Bericht über Sachenhausen
Am 16. November 1938 berichtet ein Rechtsanwalts über seine sechstägige Haft in KZ Sachsenhausen:
Ich wurde am 11. November in meiner Kanzlei verhaftet und nach dem als Konzentrationslager eingerichteten früheren Zuchthaus verbracht. Die die Verhaftung vornehmenden alten Beamten teilten mir mit, dass alle Juden verhaftet wurden. Von dort aus wurden wir per Eisenbahn abends um 8 Uhr verladen und kamen nachts gegen 3 Uhr in der Nähe von Oranienburg an. Die Station liegt etwa zwei Kilometer vom Lager entfernt, und wir mussten die Strecke im Laufschritt zurücklegen. Da wir viele alte Leute bei uns hatten, fielen mehrere um, die von der Begleitmannschaft, alles junge SA-Burschen, mit Kolbenstoßen und Fußtritten bedacht wurden.

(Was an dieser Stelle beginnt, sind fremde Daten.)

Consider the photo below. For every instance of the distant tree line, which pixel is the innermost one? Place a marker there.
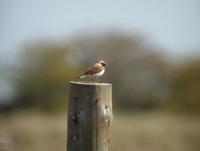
(142, 77)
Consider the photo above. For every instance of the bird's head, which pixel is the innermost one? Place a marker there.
(103, 63)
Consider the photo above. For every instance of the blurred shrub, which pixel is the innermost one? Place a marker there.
(141, 77)
(43, 77)
(186, 86)
(139, 74)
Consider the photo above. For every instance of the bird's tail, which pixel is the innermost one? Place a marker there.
(81, 77)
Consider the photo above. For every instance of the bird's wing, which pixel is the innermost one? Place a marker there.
(94, 69)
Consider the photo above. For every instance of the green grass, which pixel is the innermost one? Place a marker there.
(129, 132)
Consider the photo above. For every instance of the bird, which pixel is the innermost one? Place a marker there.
(97, 70)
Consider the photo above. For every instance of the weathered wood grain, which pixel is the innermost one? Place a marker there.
(89, 116)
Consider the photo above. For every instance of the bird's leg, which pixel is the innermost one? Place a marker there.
(97, 79)
(93, 79)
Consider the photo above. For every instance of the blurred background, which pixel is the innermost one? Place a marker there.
(153, 54)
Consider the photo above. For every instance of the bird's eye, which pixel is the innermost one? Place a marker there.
(103, 64)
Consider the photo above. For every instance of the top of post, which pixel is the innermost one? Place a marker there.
(89, 83)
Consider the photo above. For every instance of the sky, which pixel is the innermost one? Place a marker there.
(171, 24)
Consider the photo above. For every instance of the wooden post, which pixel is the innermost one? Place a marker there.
(89, 116)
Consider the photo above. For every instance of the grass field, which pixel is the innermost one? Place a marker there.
(130, 132)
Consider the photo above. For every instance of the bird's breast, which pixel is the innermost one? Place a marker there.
(99, 73)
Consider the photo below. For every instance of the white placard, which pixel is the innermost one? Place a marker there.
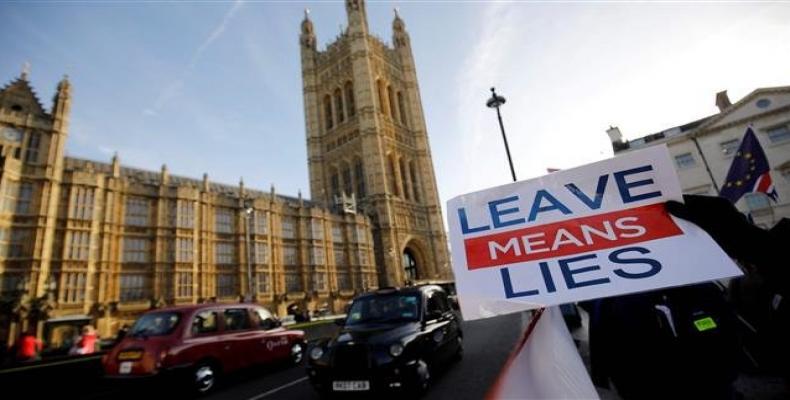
(594, 231)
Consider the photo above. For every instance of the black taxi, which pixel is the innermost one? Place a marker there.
(391, 339)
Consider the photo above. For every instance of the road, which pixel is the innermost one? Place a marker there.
(487, 344)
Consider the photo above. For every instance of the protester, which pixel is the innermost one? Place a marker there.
(86, 343)
(682, 342)
(28, 348)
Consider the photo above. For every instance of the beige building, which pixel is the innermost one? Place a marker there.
(86, 241)
(367, 140)
(703, 149)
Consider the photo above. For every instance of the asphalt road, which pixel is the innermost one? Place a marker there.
(487, 344)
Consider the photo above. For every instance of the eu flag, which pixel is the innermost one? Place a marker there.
(749, 171)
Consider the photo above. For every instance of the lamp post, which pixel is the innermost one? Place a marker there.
(495, 102)
(248, 212)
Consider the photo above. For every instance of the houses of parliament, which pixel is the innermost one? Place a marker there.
(84, 241)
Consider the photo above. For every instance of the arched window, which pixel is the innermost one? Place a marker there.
(348, 185)
(404, 179)
(350, 106)
(402, 109)
(415, 185)
(380, 90)
(328, 111)
(393, 177)
(359, 174)
(339, 106)
(391, 103)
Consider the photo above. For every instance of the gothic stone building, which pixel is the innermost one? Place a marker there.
(91, 242)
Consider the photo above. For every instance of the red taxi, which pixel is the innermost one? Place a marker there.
(199, 342)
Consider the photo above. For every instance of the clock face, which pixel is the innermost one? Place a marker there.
(12, 134)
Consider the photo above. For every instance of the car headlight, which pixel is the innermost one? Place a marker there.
(316, 353)
(396, 349)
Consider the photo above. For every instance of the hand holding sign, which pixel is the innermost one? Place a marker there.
(589, 232)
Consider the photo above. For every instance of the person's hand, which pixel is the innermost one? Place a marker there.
(731, 230)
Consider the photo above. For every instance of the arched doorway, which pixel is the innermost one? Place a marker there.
(410, 265)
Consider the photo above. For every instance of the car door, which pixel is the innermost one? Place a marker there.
(437, 325)
(272, 343)
(237, 338)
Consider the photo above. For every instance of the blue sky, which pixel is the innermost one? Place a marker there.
(216, 87)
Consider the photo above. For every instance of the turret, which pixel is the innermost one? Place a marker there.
(61, 105)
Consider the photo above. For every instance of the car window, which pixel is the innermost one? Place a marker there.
(265, 318)
(237, 319)
(205, 322)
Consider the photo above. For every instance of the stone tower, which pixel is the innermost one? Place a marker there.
(367, 142)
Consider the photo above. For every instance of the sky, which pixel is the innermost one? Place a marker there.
(216, 86)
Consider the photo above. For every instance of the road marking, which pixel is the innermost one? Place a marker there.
(277, 389)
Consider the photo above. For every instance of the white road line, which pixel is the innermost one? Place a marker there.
(277, 389)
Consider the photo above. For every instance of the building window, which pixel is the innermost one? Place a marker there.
(757, 201)
(729, 147)
(135, 250)
(348, 185)
(137, 211)
(227, 285)
(33, 144)
(186, 214)
(19, 245)
(317, 255)
(8, 199)
(82, 203)
(73, 287)
(289, 255)
(685, 160)
(261, 223)
(359, 174)
(264, 283)
(184, 284)
(293, 280)
(261, 253)
(185, 251)
(288, 228)
(134, 287)
(319, 281)
(78, 246)
(337, 233)
(339, 106)
(328, 111)
(402, 108)
(779, 134)
(350, 106)
(224, 253)
(316, 229)
(25, 198)
(224, 220)
(414, 182)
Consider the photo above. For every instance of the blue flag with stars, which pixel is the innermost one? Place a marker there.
(749, 171)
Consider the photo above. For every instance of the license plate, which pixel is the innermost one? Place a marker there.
(130, 355)
(350, 386)
(125, 368)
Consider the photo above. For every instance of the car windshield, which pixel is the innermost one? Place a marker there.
(155, 324)
(384, 308)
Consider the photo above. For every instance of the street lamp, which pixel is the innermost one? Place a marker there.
(248, 212)
(494, 102)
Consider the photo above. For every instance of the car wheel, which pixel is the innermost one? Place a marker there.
(204, 377)
(423, 376)
(297, 353)
(459, 352)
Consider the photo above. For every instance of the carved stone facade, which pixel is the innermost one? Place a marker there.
(367, 138)
(90, 242)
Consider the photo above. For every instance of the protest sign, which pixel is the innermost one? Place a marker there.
(594, 231)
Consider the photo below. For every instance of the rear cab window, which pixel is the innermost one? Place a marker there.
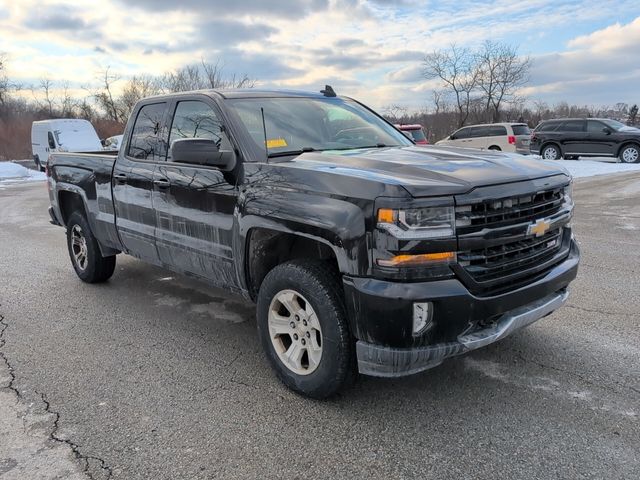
(145, 142)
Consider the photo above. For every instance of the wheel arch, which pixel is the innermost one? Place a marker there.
(626, 144)
(267, 246)
(555, 144)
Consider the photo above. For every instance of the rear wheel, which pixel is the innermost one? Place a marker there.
(630, 154)
(84, 252)
(550, 152)
(303, 328)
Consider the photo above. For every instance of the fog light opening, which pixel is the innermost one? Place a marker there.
(422, 317)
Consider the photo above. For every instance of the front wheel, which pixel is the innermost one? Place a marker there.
(303, 328)
(630, 154)
(84, 252)
(551, 152)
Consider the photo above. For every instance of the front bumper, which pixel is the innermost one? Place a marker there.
(381, 314)
(381, 361)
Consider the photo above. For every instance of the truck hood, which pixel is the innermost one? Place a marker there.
(428, 170)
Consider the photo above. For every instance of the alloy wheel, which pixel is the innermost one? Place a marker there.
(79, 247)
(295, 332)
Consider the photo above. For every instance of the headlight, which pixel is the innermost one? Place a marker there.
(568, 192)
(418, 223)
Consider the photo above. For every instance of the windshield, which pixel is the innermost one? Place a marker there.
(614, 124)
(295, 125)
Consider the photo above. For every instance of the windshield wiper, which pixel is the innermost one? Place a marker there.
(377, 145)
(293, 152)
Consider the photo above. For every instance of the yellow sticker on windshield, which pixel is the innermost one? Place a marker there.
(276, 143)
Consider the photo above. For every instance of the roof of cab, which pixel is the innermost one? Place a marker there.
(243, 93)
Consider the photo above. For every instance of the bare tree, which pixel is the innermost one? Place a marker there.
(633, 115)
(137, 88)
(46, 85)
(201, 76)
(394, 112)
(104, 97)
(457, 70)
(501, 73)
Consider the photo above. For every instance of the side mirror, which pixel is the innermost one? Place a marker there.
(200, 151)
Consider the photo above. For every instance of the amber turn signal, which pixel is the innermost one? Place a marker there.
(415, 260)
(386, 215)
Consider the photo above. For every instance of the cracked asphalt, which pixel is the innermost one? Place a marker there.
(153, 375)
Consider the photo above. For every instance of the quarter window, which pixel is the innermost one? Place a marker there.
(572, 126)
(144, 144)
(595, 127)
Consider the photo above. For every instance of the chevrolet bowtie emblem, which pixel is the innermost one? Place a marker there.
(539, 228)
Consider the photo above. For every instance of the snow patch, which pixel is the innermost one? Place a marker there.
(13, 173)
(585, 167)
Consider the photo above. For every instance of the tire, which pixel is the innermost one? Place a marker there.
(630, 154)
(84, 252)
(550, 152)
(321, 359)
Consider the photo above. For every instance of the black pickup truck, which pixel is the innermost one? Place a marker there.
(363, 251)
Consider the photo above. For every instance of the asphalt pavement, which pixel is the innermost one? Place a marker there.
(156, 376)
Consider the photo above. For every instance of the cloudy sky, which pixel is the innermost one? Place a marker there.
(584, 52)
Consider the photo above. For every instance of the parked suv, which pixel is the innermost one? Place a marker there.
(507, 137)
(592, 137)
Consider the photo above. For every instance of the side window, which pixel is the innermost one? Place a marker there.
(52, 142)
(144, 144)
(547, 127)
(462, 133)
(572, 126)
(496, 131)
(194, 119)
(595, 127)
(479, 132)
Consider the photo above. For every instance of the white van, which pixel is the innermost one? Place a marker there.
(506, 137)
(62, 135)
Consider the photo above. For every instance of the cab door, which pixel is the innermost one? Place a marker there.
(132, 183)
(194, 204)
(601, 138)
(573, 137)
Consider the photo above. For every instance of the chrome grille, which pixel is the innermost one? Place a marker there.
(511, 258)
(501, 254)
(508, 211)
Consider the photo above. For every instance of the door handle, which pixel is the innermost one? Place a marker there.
(120, 178)
(162, 183)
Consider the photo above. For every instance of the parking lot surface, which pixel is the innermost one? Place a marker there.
(153, 375)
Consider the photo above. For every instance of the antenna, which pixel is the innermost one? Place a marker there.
(328, 91)
(264, 130)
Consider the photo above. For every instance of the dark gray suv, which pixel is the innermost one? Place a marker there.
(571, 138)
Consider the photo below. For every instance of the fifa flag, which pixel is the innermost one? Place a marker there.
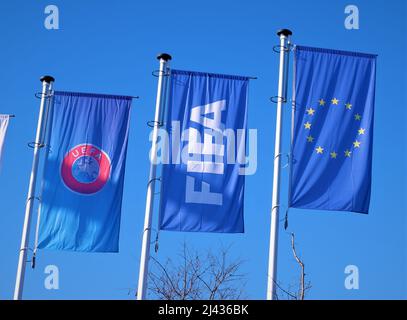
(333, 130)
(84, 173)
(203, 183)
(4, 120)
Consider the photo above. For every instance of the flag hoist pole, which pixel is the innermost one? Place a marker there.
(281, 99)
(145, 249)
(47, 82)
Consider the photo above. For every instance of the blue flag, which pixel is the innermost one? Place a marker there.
(84, 173)
(203, 185)
(333, 130)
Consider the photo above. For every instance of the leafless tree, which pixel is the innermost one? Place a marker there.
(292, 293)
(197, 276)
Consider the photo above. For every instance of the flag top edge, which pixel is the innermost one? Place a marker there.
(334, 51)
(91, 95)
(211, 75)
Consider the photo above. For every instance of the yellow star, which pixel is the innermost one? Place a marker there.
(310, 111)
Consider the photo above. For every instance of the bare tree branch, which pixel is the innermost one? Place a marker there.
(193, 277)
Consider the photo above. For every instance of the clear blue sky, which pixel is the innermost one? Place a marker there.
(110, 47)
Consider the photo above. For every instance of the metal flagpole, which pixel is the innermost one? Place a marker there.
(22, 260)
(284, 35)
(145, 249)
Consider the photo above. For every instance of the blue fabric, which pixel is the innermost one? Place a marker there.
(203, 197)
(333, 130)
(84, 173)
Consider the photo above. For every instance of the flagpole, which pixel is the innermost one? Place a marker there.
(284, 35)
(47, 82)
(145, 249)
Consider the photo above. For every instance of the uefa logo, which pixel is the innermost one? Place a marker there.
(85, 169)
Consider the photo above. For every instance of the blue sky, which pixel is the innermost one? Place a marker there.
(110, 47)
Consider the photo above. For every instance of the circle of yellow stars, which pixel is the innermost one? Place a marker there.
(319, 149)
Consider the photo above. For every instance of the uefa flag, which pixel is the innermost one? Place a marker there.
(333, 130)
(84, 173)
(4, 120)
(203, 184)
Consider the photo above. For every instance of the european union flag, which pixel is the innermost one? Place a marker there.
(84, 173)
(203, 186)
(333, 130)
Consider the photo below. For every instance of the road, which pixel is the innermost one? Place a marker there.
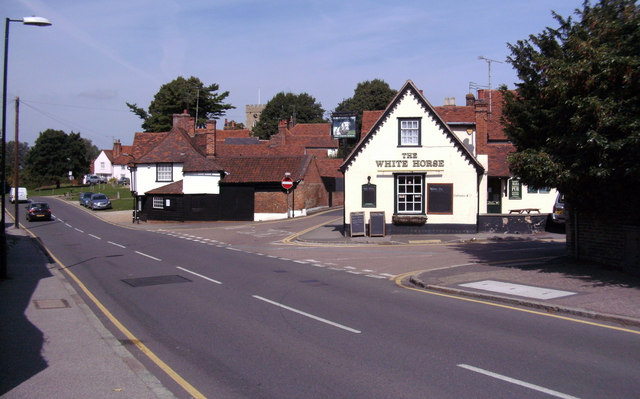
(249, 318)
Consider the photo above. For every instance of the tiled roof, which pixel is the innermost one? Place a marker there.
(173, 147)
(410, 88)
(172, 188)
(143, 142)
(369, 118)
(453, 113)
(264, 169)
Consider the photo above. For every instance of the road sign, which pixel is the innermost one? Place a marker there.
(287, 183)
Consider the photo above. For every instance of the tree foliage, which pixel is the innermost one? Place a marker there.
(179, 95)
(302, 108)
(54, 154)
(575, 116)
(370, 95)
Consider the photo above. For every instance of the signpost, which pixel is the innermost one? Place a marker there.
(287, 184)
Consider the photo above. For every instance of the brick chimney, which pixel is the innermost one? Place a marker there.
(117, 148)
(210, 139)
(471, 100)
(184, 121)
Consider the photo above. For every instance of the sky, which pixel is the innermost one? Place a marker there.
(78, 74)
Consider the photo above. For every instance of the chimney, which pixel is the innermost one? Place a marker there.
(184, 121)
(210, 139)
(471, 100)
(117, 148)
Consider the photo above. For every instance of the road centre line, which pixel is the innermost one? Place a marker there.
(307, 315)
(148, 256)
(199, 275)
(518, 382)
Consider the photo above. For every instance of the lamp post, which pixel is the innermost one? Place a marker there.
(35, 21)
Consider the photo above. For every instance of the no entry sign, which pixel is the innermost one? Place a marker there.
(287, 183)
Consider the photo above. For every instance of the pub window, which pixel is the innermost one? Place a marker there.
(158, 203)
(164, 172)
(410, 194)
(409, 132)
(440, 198)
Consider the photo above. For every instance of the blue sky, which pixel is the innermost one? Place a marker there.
(77, 74)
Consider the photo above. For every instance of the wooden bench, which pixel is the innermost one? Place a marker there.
(524, 210)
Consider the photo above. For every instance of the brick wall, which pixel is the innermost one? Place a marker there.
(610, 237)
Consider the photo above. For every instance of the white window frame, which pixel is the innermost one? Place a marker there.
(158, 202)
(410, 194)
(164, 172)
(409, 132)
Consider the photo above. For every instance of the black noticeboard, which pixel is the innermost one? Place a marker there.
(357, 224)
(376, 224)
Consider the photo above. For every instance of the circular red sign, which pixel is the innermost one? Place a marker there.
(287, 183)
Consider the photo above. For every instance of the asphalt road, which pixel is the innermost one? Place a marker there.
(249, 320)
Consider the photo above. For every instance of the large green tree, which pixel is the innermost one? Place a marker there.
(177, 96)
(575, 116)
(54, 154)
(370, 95)
(302, 108)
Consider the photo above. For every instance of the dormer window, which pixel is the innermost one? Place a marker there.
(164, 172)
(409, 132)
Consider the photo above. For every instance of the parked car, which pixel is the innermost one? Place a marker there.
(38, 211)
(99, 201)
(558, 215)
(84, 197)
(95, 179)
(22, 194)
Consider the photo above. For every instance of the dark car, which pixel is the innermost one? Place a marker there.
(83, 198)
(99, 201)
(38, 211)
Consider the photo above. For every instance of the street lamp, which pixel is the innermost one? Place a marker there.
(36, 21)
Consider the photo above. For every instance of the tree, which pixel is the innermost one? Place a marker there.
(368, 96)
(23, 150)
(302, 108)
(55, 154)
(575, 117)
(179, 95)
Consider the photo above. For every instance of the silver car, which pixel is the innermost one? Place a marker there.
(559, 214)
(99, 201)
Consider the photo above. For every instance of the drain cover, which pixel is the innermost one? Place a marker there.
(155, 280)
(51, 303)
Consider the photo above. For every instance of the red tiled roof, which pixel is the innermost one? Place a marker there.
(453, 113)
(173, 147)
(264, 169)
(369, 118)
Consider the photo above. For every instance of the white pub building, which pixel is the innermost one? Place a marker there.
(410, 173)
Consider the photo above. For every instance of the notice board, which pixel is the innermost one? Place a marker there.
(357, 224)
(376, 224)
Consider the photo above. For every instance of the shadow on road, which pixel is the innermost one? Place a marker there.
(20, 341)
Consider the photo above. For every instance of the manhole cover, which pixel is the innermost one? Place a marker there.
(51, 303)
(155, 280)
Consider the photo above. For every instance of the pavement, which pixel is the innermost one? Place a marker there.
(53, 345)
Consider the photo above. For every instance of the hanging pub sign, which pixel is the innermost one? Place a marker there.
(515, 189)
(343, 126)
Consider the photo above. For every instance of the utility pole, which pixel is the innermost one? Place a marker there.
(489, 61)
(15, 168)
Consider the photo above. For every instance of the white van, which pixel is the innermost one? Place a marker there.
(22, 194)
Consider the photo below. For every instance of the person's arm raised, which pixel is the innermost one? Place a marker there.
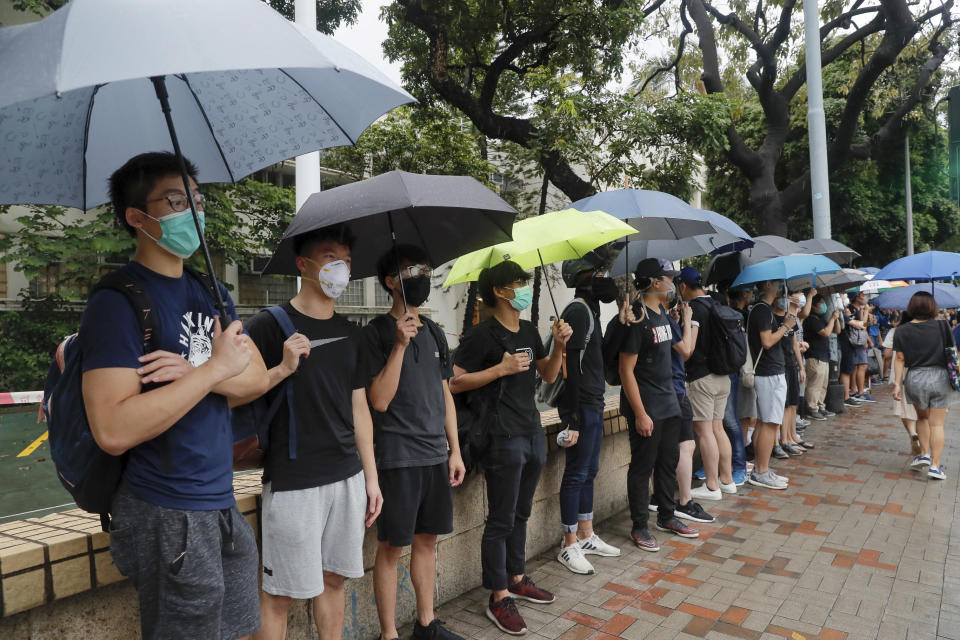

Im Lager angelangt, wurden erst die Namen aufgerufen und eingeschrieben, und dann mussten wir von etwa morgens um 5 Uhr bis mittags um 2 Uhr angetreten auf dem Hof stehen. Wer sich rührte, erntete Fußtritte und Schläge ins Gesicht. Unser Ersuchen, austreten zu dürfen, wurde abgelehnt und mit den gemeinsten Beschimpfungen von Seiten der Bewachungsmannschaft beantwortet. Mittags endlich genehmigte ein Vorgesetzter, dass wir gemeinsam zur Latrine geführt wurden. Essen wurde erstmalig 24 Stunden nach unserer Verhaftung verteilt. Das Essen war gut.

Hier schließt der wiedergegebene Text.